Abstract

All-solid-state lithium metal batteries (ASSLMBs) have emerged as the most promising next-generation energy storage devices. However, the unsatisfactory ionic conductivity of solid electrolytes at room temperature has impeded the advancement of solid-state batteries. In this work, a multifunctional composite solid electrolyte (CSE) is developed by incorporating boron nitride nanotubes (BNNTs) into polyvinylidene fluoride-hexafluoropropylene (PVDF-HFP). BNNTs, with a high aspect ratio, trigger the dissociation of Li salts, thus generating a greater population of mobile Li⁺, and establishing long-distance Li⁺ transport pathways.

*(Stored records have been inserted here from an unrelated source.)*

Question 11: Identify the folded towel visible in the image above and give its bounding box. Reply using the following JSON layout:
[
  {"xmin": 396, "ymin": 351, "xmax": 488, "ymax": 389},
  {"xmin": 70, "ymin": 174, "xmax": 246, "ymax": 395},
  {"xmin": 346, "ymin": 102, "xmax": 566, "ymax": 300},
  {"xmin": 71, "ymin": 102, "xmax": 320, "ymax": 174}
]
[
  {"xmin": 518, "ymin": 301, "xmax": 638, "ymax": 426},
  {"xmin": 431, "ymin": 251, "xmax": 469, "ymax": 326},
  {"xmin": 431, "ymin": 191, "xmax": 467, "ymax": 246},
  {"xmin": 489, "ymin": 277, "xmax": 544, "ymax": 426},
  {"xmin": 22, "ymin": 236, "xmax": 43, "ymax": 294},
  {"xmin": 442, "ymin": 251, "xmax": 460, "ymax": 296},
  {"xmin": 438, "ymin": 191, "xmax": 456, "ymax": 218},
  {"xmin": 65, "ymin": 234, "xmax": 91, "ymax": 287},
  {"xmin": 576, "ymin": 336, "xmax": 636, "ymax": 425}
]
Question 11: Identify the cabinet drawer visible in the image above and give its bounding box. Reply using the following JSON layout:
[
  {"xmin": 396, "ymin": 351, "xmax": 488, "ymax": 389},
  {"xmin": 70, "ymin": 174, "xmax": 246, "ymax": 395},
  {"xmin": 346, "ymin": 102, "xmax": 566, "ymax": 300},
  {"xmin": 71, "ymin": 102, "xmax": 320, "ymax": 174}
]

PVDF-HFP/BNNT exhibits a high ionic conductivity of 8.0 × 10^-4 S cm^-1 at room temperature and a Li⁺ transference number of 0.60. Moreover, a Li//Li symmetric cell based on PVDF-HFP/BNNT demonstrates robust cyclic performance for 3400 h at a current density of 0.2 mA cm^-2. The ASSLMB formed from the assembly of PVDF-HFP/BNNT with LiFePO₄ and Li exhibits a capacity retention of 93.2% after 850 cycles at 0.5C and 25 °C. The high-voltage all-solid-state LiCoO₂/Li cell based on PVDF-HFP/BNNT also exhibits excellent cyclic performance, maintaining a capacity retention of 96.4% after 400 cycles at 1C and 25 °C. Furthermore, the introduction of BNNTs is shown to enhance the thermal conductivity and flame retardancy of the CSE.